I have been trying to understand the difference between a regular Support Vector Machine, and a kernel Support Vector Machine. I have my own intuition, but I'm not sure if it is quite right. Below is my understanding in my own words; is this correct?
So my understanding is that with a regular SVM, you are trying to find a hyperplane which separates the data into classes, based on their ground-truth labels. The problem involves optimising the parameters of the separating hyperplane, such that the distance between the hyperplane and the closest data point for each class, is maximum. In this context, the "distance" is calculated in the original space of the data.
However, if the data is not linearly-separable, then we need to find a new space in which the data is linearly-separable, so that the "distance" from before can be calculated in this new space. You could just introduce some arbitrary new dimensions, e.g. (x1 * x2), (x1 * x1), etc., but there is no guarantee that this new space is appropriate. So instead, you use a kernel to compute the new space, which takes into account the actual locations of the datapoints, rather than just the space as a whole.
A kernel takes in two datapoints, and computes a scalar value which effectively describes the "similarity" of the two datapoints. Then, for each datapoint, the kernel is applied between this datapoint and every single other datapoint in the dataset. This datapoint can now be described by a vector of "similarities", one element for each of the other datapoints.
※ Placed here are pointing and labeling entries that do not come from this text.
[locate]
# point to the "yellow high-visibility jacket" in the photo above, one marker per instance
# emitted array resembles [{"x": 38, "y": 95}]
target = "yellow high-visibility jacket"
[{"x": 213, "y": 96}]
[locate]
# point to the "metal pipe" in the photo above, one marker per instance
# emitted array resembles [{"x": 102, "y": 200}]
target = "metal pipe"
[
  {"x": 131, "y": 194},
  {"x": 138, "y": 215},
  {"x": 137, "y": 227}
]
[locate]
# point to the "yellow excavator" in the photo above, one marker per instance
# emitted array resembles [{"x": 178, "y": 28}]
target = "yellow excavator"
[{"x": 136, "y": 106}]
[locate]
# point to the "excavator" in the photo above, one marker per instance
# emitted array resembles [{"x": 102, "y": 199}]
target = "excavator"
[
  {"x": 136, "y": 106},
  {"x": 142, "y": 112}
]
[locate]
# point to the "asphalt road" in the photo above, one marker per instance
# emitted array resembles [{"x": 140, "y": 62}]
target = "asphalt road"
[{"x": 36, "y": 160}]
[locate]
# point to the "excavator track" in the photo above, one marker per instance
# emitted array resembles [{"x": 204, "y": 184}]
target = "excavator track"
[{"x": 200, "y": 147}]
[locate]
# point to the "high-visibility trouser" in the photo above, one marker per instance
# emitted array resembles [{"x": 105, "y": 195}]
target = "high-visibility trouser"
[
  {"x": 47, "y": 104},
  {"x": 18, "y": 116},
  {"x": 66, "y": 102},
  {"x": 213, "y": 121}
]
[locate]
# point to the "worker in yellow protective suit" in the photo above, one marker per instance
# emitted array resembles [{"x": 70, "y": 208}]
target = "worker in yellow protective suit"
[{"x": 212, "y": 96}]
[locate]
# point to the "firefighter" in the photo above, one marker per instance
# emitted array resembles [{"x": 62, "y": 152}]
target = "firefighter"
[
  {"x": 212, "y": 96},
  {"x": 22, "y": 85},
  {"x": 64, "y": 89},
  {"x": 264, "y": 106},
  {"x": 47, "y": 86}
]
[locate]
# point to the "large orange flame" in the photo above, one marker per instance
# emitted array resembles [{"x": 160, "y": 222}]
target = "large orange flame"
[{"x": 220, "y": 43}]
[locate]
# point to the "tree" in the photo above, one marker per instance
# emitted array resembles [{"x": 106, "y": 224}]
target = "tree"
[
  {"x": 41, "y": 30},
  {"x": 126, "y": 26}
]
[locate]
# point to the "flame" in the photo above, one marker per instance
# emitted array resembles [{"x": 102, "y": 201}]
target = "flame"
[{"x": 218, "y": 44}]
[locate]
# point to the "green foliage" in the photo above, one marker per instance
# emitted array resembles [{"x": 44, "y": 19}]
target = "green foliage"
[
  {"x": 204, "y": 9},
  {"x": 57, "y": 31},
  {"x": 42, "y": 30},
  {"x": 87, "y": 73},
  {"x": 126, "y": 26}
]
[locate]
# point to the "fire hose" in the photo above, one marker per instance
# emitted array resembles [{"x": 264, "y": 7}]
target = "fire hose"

In this new space, it may now be easier to separate out the data, because the new space actually represents similarities between datapoints, whereas in the original space, it just represented the real-world data.
And the reason why this new space is considered to have potentially infinite dimensions, is that you can have one dimension of the new space for each datapoint in your data; so as your dataset approaches infinite size, the dimensionality of the new dataset also approaches infinity.
Am I thinking about this in the right way?
Specifically, I'm not sure about the following:
1) My understanding of why the kernel SVM space is better than just introducing arbitrary new dimensions (because the kernel method actually considers the relationships between datapoints).
2) My understanding of how the optimal separating hyperplane is calculated in the new space correct (by taking a datapoint and computing its similarity to every other datapoint, and then creating a vector with one similarity value for each of these other datapoints).
3) My understanding of why the new space can be thought of as having virtually infinite dimensions (because the dataset can have a virtually infinite number datapoints, and therefore a virtually infinite number of "similarities" in the vector which describes new space).